The walk to the greenhouse was silent, but heavy. Thorpe found himself walking a half-step behind her, observing. He watched the way she moved—heavy with child, tired, yet moving with a deliberate, grounded grace. He felt the guilt of it—heavy as a stone in his gut. He was part of the system that had failed her. He was part of the Council that had let Vane rise while they argued over semantics.
He wanted to walk with her not to lecture her, but to see the world through the eyes of the woman they were asking to save it.
Leela pushed open the glass door of the greenhouse, and the air hit them—warm, humid, and thick with the smell of damp earth and blooming life. It was a sensory shock after the sterile, death-filled atmosphere of the library.
She didn't stop at the plants. She walked straight to the back, where a large, antique wooden cabinet stood against the glass wall. It was filled with rows of apothecary jars, each labeled in Leela’s neat handwriting.
Thorpe stood back, watching her scan the shelves.
"You keep a formidable inventory," he noted softly.
"Nature doesn't always bloom when you need it to, Elder," Leela said, her voice echoing slightly in the glass room. "You have to be ready."
She reached up and pulled down a jar filled with delicate, dried white flowers that looked like crumpled tissue paper. Even through the glass, they looked fragile.
"Moon-Blooming Jasmine," she whispered, tracing the label. "Harvested during the last full moon. It absorbed the light when the connection to the Goddess was strongest."
She turned to face him, holding the jar of dried flowers in one hand and the jar of gnarled roots in the other.

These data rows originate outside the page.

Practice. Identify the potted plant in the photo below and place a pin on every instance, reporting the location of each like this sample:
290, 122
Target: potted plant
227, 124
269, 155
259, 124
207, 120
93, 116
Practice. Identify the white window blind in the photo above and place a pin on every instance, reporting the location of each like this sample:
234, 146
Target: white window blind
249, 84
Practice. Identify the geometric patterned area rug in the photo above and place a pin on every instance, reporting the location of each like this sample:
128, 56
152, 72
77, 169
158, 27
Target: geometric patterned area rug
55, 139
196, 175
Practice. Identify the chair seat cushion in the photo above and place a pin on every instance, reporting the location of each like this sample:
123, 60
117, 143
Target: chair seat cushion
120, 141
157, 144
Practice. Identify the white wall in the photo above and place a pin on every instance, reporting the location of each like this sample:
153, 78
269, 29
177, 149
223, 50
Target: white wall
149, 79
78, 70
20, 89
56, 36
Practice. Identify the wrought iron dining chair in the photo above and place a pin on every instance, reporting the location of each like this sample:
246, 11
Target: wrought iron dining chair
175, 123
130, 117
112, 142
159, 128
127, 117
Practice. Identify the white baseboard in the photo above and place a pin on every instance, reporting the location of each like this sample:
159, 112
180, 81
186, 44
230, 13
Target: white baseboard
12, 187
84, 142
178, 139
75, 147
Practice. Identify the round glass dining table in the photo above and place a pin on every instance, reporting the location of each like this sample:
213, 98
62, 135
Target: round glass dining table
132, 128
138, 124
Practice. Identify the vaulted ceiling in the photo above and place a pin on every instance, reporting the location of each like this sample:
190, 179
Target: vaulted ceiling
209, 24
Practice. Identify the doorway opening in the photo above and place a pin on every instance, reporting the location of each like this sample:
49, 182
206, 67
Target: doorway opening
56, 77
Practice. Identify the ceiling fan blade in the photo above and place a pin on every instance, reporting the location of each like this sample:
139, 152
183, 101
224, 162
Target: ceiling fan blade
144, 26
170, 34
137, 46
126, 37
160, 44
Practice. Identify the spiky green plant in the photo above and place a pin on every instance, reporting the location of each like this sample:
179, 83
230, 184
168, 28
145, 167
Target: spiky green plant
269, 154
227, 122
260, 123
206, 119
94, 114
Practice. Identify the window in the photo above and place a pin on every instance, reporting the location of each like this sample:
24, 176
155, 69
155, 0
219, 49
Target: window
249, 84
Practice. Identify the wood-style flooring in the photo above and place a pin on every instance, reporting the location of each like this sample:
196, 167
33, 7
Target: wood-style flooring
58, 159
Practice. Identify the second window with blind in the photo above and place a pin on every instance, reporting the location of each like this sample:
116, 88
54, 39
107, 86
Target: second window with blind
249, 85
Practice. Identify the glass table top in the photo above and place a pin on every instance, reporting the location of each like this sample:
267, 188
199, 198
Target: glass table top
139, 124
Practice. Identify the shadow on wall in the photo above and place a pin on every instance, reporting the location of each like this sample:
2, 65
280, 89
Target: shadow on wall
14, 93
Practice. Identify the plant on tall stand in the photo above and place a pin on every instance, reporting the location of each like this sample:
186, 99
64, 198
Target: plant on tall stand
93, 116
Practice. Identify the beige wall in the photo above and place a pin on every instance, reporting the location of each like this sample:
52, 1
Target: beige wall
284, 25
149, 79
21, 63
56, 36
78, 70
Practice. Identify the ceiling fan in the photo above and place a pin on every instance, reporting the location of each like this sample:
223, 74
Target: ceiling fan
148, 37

"You had the magic at the ends of your fingertips, Elder Thorpe. You study the Lex Terrae and the history of power," she said, her green eyes piercing him. "But you've been without your power for so long that you forget that magic isn't ink on a page."
She shook the jar of jasmine gently, the scent drifting from the shaken jar.
"It's this. It's roots that anchor you to the earth and flowers that hide you from the dark. It's cooking. It's gardening."
Thorpe looked at the jars, then back at her face. He saw the terrifying resolve of a mother preparing to use soup ingredients to fight a necromancer.
"We have forgotten," Thorpe admitted, his voice raspy. "The Council... we have been looking at the sky for so long, we forgot to look at the ground."
Leela looked down at the Iron Root and Moon Jasmine in her hand, her knuckles turning white.
"That's it, Vane has forgotten too," she said, her voice dropping to a dangerous, low pitch. "He thought because he buried us, that the elementals were gone. He thinks the earth is just dirt to move from point a to point b to make room for a new laboratory."
She looked back up at Thorpe, her eyes flashing with the cold, hard promise of winter.
"But when he comes back... he is going to get a reminder of everything he tried to kill."